4.3 Clinical implications

Firstly, for effective and successful gait rehabilitation, the BWS levels selected must satisfy the normal sensorimotor input and extract the proportionately scaled motor responses required for normative gait [11]. However, the overhead harness BWS scheme often restricts pelvic lateral and rotational movement, resulting in abnormal gait patterns [15, 35]. The restriction of the pelvis would finally affect gait functional outcomes after gait rehabilitation. The walker, which can facilitate 6 DoFs of pelvic motion combined with BWS ability, may provide neurologically challenged patients with afferent sensory feedback with linearly decreased muscle activation without altering normative EMG excursion during BWS training (Fig. 3).

Secondly, a previous study pinpointed that pelvic lateral displacement in patients with acute hemiparetic stroke was significantly increased to keep the body balanced from dysfunction of voluntary joint movements [8]. Such reduced GMed and AL activation as the BWS level increased are of great importance in clinical trials for keeping patients’ body laterally balanced, and this has a significant implication in increasing energy efficiency for maintaining lateral stability of neurological patients.

Last but not least, our findings show that the DLS time was shortened and muscle activation was decreased with increasing BWS level. Particularly, despite the decreases in the EMG activity at the ankle joint, there was no notable change in kinematic variables at the ankle. This finding is important for the clinical application suggesting that with increased BWS levels, less ankle muscle effort is required to perform the same activity. Thus, the muscular effort at ankle joint can be reduced while providing the same amount of gait outcome, proving relatively high muscle efficiency at the ankle joint with increasing level of BWS.

Therefore, the BWS training with the robotic walker is expected to increase effectiveness of gait training by lowering muscular effort and increasing patients’ mobility and stability.

5 Conclusion

The aim of this study has been to sufficiently investigate lower limb kinematics, temporospatial gait parameters, and EMG activity to address the question of how the gait variables adapt to reduced gravity over the gait cycle. Our unique robotic walker successfully reduced gravitational force and loading during gait. The findings of this study demonstrate the decreased intensity and duration of muscle activation without altering normal pattern, and high muscle efficiency for weight bearing and propulsion in the sagittal plane and for lateral balance. The findings of this study help guide the rehabilitation strategies and the future design of assistive robotic devices by highlighting the effectiveness of BWS gait training aimed at lowering muscle effort and increasing the stability of the patient. Although we only observed healthy individuals, our findings shed some light on determining the possible load-related sensory mechanisms that affect locomotor output.

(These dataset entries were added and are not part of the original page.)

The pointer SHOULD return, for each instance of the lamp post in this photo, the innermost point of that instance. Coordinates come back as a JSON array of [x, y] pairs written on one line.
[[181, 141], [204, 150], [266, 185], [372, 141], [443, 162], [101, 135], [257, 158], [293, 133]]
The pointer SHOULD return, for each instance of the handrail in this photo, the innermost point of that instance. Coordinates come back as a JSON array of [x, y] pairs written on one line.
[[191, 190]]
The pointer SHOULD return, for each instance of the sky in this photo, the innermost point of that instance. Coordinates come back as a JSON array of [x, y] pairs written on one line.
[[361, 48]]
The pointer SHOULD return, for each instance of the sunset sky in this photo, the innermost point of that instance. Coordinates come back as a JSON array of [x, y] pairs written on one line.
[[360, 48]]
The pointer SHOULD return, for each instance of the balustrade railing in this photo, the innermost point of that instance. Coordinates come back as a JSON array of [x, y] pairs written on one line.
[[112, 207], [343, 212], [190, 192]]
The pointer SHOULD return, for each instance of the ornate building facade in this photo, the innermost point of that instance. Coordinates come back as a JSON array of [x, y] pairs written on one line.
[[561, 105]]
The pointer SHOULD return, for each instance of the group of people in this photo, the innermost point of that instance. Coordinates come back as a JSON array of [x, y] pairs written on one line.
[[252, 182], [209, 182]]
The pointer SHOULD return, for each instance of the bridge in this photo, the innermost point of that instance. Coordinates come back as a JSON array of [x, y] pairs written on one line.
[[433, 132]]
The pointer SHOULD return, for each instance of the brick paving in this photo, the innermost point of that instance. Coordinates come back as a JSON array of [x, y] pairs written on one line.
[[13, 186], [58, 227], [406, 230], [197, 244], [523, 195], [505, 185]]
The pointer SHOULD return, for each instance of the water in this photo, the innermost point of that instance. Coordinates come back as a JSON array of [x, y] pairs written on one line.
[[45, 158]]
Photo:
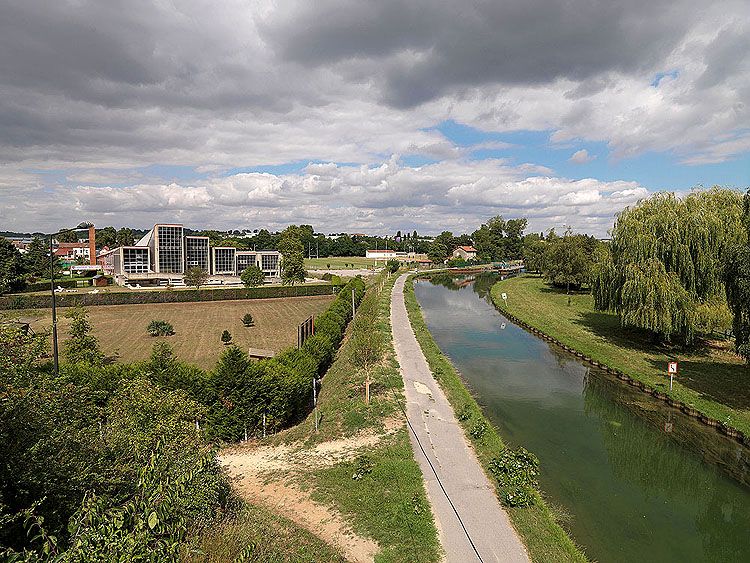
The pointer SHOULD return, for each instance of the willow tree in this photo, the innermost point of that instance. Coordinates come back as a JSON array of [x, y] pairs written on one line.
[[666, 262]]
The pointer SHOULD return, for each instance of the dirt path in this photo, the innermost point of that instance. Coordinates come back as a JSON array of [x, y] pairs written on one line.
[[265, 475], [469, 516]]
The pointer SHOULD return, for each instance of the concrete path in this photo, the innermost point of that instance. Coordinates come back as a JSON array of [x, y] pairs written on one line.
[[464, 484]]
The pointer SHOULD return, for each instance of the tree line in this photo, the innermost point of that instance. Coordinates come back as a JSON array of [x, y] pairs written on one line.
[[115, 461]]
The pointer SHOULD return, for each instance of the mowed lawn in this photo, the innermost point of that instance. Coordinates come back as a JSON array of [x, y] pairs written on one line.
[[121, 329], [340, 263], [712, 378]]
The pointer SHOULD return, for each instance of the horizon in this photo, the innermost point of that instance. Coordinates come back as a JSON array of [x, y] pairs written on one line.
[[367, 118]]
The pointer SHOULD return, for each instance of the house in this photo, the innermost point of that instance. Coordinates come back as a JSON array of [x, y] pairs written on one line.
[[465, 252], [164, 254]]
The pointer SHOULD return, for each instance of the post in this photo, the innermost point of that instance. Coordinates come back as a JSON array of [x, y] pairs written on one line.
[[315, 404], [56, 364]]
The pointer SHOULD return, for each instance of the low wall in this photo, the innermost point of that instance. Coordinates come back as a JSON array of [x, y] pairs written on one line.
[[167, 296]]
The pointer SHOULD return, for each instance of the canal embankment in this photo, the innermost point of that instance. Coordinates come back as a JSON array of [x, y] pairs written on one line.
[[709, 387], [544, 537]]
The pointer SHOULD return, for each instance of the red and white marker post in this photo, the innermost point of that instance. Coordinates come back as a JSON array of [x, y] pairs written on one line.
[[672, 371]]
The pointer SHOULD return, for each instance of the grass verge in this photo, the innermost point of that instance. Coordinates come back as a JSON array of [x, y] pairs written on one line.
[[260, 536], [387, 501], [712, 379], [545, 540]]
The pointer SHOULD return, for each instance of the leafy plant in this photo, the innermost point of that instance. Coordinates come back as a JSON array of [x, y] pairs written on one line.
[[252, 276], [160, 328], [362, 466], [516, 472]]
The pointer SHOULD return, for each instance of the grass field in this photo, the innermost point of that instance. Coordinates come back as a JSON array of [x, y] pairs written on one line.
[[545, 540], [121, 329], [340, 263], [712, 379]]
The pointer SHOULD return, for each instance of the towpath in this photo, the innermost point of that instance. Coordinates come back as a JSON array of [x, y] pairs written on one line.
[[472, 524]]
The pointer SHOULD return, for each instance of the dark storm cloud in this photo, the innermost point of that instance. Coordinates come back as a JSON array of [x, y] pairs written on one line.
[[426, 48]]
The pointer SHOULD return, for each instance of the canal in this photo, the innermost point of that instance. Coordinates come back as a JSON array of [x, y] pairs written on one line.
[[636, 479]]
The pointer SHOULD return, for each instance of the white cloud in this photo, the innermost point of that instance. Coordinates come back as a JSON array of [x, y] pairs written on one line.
[[455, 195], [581, 157]]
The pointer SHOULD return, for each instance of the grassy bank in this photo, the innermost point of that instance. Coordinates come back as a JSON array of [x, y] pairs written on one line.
[[712, 379], [387, 501], [260, 536], [545, 540]]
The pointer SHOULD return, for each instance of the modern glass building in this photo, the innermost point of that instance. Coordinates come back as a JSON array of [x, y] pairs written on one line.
[[164, 254]]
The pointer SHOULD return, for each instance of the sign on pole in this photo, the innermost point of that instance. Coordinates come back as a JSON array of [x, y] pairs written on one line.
[[672, 371]]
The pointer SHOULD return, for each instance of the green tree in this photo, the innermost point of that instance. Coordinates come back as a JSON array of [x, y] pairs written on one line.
[[533, 252], [12, 267], [666, 260], [292, 257], [566, 263], [437, 252], [125, 237], [196, 276], [69, 236], [38, 260], [81, 346], [252, 276], [513, 242], [106, 236]]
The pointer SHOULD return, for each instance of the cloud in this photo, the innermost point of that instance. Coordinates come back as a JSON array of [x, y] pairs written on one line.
[[456, 195], [581, 157], [93, 93]]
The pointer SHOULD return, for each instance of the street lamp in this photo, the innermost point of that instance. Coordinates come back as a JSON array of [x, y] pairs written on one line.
[[80, 226]]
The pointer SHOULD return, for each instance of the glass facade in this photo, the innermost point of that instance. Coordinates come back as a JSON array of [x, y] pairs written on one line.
[[245, 260], [269, 263], [135, 260], [224, 260], [170, 249], [196, 253]]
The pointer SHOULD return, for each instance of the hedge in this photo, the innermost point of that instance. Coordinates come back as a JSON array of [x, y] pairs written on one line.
[[174, 296], [281, 387]]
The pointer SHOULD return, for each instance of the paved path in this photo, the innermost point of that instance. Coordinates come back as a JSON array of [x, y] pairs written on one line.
[[457, 467]]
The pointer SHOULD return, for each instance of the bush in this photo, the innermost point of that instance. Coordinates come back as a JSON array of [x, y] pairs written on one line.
[[160, 328], [166, 296], [516, 471]]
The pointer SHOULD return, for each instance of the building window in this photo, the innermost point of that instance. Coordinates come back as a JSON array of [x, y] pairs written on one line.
[[224, 260], [170, 249], [269, 263], [244, 261], [135, 260], [196, 253]]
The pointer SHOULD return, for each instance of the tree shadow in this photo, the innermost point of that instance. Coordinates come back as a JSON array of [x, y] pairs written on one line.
[[719, 381], [607, 326]]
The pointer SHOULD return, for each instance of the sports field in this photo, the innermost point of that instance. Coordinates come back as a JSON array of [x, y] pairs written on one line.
[[121, 329], [340, 263]]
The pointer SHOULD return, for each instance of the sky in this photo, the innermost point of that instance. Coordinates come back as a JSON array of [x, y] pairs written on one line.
[[362, 116]]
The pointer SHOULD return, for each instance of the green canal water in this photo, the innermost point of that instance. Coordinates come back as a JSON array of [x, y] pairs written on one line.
[[638, 480]]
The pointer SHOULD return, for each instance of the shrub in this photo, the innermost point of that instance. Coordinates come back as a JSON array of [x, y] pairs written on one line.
[[516, 471], [226, 337], [160, 328]]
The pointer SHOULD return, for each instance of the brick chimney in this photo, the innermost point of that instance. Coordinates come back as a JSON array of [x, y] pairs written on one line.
[[92, 245]]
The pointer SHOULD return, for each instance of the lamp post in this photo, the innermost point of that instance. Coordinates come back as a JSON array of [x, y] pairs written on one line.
[[80, 226]]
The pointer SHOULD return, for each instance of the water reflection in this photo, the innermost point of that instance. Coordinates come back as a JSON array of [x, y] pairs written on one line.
[[642, 480]]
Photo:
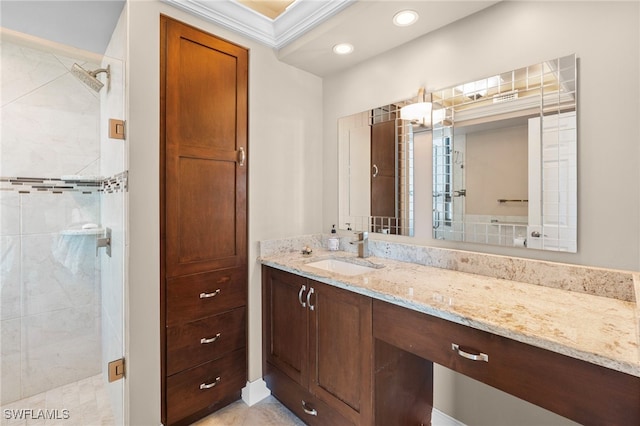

People with neurological disorders would respond differently than non-impaired healthy subjects with increased amounts of BWS. Therefore, further studies with neurologically challenged patients suffering from gait impairments will be conducted in order to assess the effectiveness of over-ground BWS gait training without pelvic restriction. Thus, the use of a BWS system during over-ground walking will be recommended as a useful intervention strategy for gait rehabilitation.